Reconciling Different Theories of Learning with an Agent-based Model of Procedural Learning
Sina Rismanchian, Shayan Doroudi
TL;DR
This paper tackles the conflict among ICAP, KLI, and CLT by introducing Procedural ABICAP, an executable agent-based model that encodes procedural knowledge as a weighted knowledge graph and simulates four engagement modes with mode-specific learning dynamics. The model extends ABICAP to procedural domains, incorporating cognitive load differences and a constructive/interactive edge-reinforcement mechanism to reconcile predictions from the three theories. Through simulations, the authors demonstrate that Procedural ABICAP can reproduce ICAP patterns (including the expertise reversal effect) and explain conditions under which higher engagement may or may not yield better learning, depending on prior knowledge and task structure. The work offers a tool for generating novel hypotheses and guiding adaptive instruction while bridging conceptual and procedural learning, with implications for educational design and future replication studies.
Abstract
Computational models of human learning can play a significant role in enhancing our knowledge about nuances in theoretical and qualitative learning theories and frameworks.
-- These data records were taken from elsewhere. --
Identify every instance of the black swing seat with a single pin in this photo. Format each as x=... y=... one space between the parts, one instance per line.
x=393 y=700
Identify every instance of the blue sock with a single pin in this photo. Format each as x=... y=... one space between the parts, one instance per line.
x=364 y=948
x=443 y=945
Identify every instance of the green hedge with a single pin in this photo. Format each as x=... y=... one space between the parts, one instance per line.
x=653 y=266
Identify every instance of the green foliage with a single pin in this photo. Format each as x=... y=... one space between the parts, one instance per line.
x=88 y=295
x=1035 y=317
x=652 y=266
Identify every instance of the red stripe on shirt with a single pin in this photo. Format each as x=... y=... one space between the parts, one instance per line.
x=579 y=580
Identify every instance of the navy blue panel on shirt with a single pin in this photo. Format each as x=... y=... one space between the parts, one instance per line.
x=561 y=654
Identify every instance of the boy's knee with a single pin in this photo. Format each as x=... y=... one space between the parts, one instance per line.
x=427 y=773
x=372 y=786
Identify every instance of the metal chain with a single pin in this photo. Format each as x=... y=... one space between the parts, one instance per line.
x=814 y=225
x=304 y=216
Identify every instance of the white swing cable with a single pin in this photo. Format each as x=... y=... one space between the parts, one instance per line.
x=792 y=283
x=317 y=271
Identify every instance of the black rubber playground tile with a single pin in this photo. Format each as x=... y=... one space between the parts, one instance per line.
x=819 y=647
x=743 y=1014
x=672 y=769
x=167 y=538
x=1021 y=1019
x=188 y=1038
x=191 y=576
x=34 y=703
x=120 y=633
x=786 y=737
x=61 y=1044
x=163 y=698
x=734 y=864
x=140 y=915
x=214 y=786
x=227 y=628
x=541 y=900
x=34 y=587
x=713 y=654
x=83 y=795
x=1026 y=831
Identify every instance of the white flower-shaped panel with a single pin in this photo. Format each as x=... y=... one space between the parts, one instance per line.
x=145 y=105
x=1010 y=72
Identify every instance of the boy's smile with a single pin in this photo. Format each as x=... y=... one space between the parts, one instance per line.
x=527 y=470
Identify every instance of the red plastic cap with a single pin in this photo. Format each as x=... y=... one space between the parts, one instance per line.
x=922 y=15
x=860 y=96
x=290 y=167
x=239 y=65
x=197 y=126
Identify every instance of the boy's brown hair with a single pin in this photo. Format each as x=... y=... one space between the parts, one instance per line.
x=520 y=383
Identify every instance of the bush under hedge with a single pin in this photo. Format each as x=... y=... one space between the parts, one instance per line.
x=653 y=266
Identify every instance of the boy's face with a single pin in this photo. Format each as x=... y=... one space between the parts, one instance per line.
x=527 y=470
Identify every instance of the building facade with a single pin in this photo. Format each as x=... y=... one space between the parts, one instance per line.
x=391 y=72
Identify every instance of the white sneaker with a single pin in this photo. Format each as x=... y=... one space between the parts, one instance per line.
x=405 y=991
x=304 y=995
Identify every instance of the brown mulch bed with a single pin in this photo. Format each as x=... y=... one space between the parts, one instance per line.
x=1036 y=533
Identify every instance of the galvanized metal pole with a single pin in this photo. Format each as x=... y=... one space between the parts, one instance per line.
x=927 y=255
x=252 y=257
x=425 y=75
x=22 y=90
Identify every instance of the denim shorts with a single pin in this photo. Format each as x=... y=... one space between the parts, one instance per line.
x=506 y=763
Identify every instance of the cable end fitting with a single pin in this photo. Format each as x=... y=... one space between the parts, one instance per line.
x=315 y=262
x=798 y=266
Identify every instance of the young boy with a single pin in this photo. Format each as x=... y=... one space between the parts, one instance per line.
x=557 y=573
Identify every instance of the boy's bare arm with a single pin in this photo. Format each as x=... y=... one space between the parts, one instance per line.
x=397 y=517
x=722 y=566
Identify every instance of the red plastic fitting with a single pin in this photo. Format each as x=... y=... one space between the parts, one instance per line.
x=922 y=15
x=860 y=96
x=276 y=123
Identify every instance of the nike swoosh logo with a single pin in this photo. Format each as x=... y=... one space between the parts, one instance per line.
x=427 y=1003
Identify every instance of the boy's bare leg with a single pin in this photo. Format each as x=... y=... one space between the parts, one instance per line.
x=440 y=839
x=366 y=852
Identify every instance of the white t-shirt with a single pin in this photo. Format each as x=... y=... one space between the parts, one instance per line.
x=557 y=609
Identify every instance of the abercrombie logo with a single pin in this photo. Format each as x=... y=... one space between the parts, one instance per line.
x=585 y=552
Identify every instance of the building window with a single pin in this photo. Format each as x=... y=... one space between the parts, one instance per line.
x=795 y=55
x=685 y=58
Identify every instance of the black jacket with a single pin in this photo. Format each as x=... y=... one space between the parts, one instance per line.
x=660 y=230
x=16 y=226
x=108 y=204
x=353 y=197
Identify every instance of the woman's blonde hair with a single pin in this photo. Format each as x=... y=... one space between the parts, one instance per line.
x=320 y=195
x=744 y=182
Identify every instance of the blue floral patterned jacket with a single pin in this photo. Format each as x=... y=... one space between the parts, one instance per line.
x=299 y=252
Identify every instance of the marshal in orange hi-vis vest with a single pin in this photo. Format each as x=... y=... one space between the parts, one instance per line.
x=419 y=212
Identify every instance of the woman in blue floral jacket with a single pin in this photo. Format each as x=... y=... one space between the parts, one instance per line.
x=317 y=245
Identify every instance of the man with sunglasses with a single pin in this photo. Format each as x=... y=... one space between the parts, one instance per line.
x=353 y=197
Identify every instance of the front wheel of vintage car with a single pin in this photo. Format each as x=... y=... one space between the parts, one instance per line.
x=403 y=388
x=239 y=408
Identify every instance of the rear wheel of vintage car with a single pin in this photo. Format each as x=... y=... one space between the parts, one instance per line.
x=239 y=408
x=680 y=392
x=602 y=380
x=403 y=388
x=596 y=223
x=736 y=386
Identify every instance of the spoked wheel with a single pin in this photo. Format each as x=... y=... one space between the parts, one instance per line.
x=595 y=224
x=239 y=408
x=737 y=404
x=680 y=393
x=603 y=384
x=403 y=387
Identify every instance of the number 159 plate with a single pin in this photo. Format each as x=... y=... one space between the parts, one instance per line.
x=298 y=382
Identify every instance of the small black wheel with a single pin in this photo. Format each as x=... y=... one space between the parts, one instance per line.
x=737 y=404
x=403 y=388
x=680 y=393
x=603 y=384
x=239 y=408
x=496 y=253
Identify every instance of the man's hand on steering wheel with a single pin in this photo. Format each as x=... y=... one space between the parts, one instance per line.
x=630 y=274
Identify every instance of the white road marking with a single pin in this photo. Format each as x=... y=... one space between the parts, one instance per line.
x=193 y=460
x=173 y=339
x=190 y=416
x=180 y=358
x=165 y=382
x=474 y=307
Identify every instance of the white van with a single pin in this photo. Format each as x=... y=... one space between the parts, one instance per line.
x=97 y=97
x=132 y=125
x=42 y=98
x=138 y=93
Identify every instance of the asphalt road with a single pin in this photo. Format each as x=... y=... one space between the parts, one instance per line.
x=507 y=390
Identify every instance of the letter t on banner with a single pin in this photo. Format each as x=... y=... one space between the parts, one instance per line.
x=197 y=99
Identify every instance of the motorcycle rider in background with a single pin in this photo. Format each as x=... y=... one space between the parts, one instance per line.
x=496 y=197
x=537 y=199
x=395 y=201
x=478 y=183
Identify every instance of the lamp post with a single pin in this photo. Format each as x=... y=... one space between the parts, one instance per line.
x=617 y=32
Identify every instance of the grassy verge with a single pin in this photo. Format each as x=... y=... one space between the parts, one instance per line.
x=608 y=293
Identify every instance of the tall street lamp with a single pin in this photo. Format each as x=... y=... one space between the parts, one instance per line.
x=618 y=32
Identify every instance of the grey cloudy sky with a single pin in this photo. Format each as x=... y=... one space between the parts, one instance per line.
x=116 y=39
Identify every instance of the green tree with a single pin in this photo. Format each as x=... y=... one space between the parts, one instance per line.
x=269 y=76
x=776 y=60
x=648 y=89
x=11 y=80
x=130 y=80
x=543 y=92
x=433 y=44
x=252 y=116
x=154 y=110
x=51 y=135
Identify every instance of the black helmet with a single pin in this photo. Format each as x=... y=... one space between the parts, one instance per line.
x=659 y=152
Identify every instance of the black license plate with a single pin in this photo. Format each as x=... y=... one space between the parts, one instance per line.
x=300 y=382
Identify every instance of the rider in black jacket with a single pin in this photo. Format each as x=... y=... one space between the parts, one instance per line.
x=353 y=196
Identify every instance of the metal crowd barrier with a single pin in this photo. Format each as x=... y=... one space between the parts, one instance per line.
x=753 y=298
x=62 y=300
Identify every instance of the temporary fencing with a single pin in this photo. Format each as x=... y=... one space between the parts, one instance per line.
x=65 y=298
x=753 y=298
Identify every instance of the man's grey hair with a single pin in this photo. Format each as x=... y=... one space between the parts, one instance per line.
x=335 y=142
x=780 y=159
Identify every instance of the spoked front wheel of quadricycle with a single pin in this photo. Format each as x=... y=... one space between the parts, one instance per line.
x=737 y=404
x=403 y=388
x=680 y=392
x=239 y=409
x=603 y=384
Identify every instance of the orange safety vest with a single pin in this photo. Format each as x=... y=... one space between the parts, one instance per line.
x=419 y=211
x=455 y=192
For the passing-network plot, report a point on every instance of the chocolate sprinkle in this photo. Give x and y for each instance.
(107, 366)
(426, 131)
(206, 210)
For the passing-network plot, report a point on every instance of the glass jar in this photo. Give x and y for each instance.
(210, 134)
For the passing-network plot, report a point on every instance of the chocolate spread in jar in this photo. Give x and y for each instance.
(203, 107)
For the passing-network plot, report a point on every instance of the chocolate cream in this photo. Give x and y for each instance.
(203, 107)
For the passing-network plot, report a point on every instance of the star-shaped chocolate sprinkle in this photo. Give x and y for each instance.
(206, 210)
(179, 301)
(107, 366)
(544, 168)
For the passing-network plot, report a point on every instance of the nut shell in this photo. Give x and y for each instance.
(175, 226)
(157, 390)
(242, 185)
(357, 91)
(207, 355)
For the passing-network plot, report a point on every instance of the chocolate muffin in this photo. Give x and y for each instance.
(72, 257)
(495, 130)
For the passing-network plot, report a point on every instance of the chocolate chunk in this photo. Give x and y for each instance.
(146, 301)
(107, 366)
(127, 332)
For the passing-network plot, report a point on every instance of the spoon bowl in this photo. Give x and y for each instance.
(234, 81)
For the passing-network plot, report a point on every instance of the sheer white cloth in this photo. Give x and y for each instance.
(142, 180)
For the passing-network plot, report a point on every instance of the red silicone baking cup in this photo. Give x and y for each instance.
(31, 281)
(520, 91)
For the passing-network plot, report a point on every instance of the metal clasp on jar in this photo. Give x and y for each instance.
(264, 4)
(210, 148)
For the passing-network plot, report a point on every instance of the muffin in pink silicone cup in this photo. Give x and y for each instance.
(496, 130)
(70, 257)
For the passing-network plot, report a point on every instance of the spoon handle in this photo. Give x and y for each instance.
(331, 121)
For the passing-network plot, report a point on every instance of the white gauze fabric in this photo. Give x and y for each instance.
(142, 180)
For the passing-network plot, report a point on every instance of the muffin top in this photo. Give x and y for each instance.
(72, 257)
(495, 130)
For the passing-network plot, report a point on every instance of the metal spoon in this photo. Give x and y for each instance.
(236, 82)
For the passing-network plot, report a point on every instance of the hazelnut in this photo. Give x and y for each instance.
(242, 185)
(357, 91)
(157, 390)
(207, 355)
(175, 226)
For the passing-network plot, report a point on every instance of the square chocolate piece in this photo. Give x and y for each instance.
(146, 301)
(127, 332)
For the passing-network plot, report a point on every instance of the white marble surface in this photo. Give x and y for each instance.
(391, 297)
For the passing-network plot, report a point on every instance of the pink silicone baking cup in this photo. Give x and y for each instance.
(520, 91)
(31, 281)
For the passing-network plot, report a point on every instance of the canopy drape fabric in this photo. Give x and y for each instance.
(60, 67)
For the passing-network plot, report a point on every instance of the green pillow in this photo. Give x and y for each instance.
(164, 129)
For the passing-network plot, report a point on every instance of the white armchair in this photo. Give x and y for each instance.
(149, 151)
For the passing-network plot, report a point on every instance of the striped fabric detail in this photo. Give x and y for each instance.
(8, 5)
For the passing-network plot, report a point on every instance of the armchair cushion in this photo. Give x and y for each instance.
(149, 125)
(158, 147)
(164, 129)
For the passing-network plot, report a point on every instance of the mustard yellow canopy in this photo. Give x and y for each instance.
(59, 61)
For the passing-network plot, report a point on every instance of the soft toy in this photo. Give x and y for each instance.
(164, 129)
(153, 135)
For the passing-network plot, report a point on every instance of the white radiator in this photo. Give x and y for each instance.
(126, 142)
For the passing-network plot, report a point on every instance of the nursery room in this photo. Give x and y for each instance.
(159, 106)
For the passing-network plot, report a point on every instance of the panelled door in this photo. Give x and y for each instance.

There are many existing frameworks in educational settings that have shown to be verified using empirical studies, but at times we find these theories make conflicting claims or recommendations for instruction. In this study, we propose a new computational model of human learning, Procedural ABICAP, that reconciles the ICAP, Knowledge-Learning-Instruction (KLI), and cognitive load theory (CLT) frameworks for learning procedural knowledge. ICAP assumes that constructive learning generally yields better learning outcomes, while theories such as KLI and CLT claim that this is not always true. We suppose that one reason for this may be that ICAP is primarily used for conceptual learning and is underspecified as a framework for thinking about procedural learning. We show how our computational model, both by design and through simulations, can be used to reconcile different results in the literature. More generally, we position our computational model as an executable theory of learning that can be used to simulate various educational settings.